As kids, my brother and I often dashed to answer doorbells around the festival of Diwali. My brother liked cashews and I liked tin boxes that carried mithais (sweets). Once the sweets were finished, these boxes stored my crayons, pieces from my kitchen set and many such treasured belongings. On a recent visit to my mother’s place, I saw my old box now housing a bunch of keys to forgotten locks.
In my house, this image wasn't an unusual sight. The toothpaste from the bathroom met the belan from the kitchen at the fag end of its life. Whatever was left was squeezed out of the tube and somehow it was always magically sufficient for the family of four to brush from.
'Mitvyayi bano' remarked my mother ever so often while I frowned upon this practice in my teens. Years later, I follow the same ritual, attempting to keep the promise of being frugal.
books I never read, books that never made me.
the ones that I bought from sleepy stores,
the ones I borrowed & never returned back.
this pile has a life of its own, it breathes and grows,
few inches each month.
they promise a read and I promise to read,
each time we glance at each other.
A quintessential sight in most Indian households. After many jam-bread tiffins, the marmalade bottles end up having the same fate. Storing batches of homemade pickles.
Who would have thought a boring bank planner could withhold such exquisite writings. How wonderful is its fate to not be scribbled with procrastinated to-do lists and anxiously written meeting schedules. Imprinted with love, poetry and fragrance of history, this one houses itself in my husband's grandfather's home.

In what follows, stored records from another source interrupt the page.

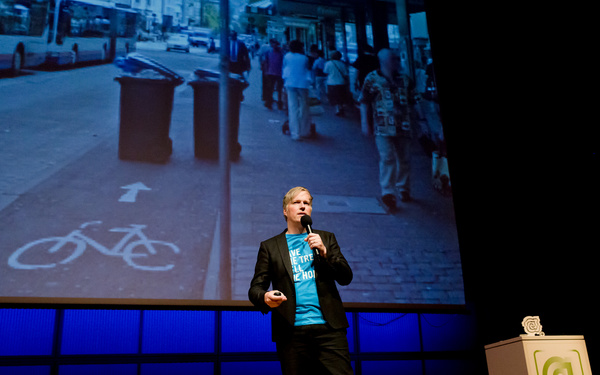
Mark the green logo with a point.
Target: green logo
(557, 366)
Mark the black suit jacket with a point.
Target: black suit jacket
(243, 59)
(273, 265)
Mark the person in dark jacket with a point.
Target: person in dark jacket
(239, 59)
(308, 321)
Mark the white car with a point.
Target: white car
(178, 41)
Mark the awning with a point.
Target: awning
(261, 4)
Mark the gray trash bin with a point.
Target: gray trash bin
(147, 92)
(206, 113)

So my first teddy wasn't the Archie’s kind - fluffy, soft, baby pink with a brown nose. Mine was this technicolour one without a nose. He had always been without a nose, it was my elder brother's hand-me-down toy and I nurtured a love-hate relationship with him.
Then as the brand new pink Barbie made its way into my life, it lay deep inside my toy basket, hidden beneath the new additions. The watch, again a hand-me-down from my mother, was my first watch. It lacked in design to cater to a teenage girl. My classmates wore the bright coloured, big dial watches whereas I wore the Mary Jane, so-not-cool one. My mother in both cases argued, "It serves the purpose".
Frankly, they both did, they did stand the test of time and are few of my most treasured possessions.
To find traces of your parents in the yesteryear photographs. From monochrome to sepia, I can map their advancing years. I look closely and find hints of myself - the narrow chin, the thin hair and the long fingers.
The back of these prints carry the stories of the images- a long lost friend’s vacation in Sikkim, the news of the arrival of a newborn of a distant cousin and my 19 year-old mother’s description of her first solo trip.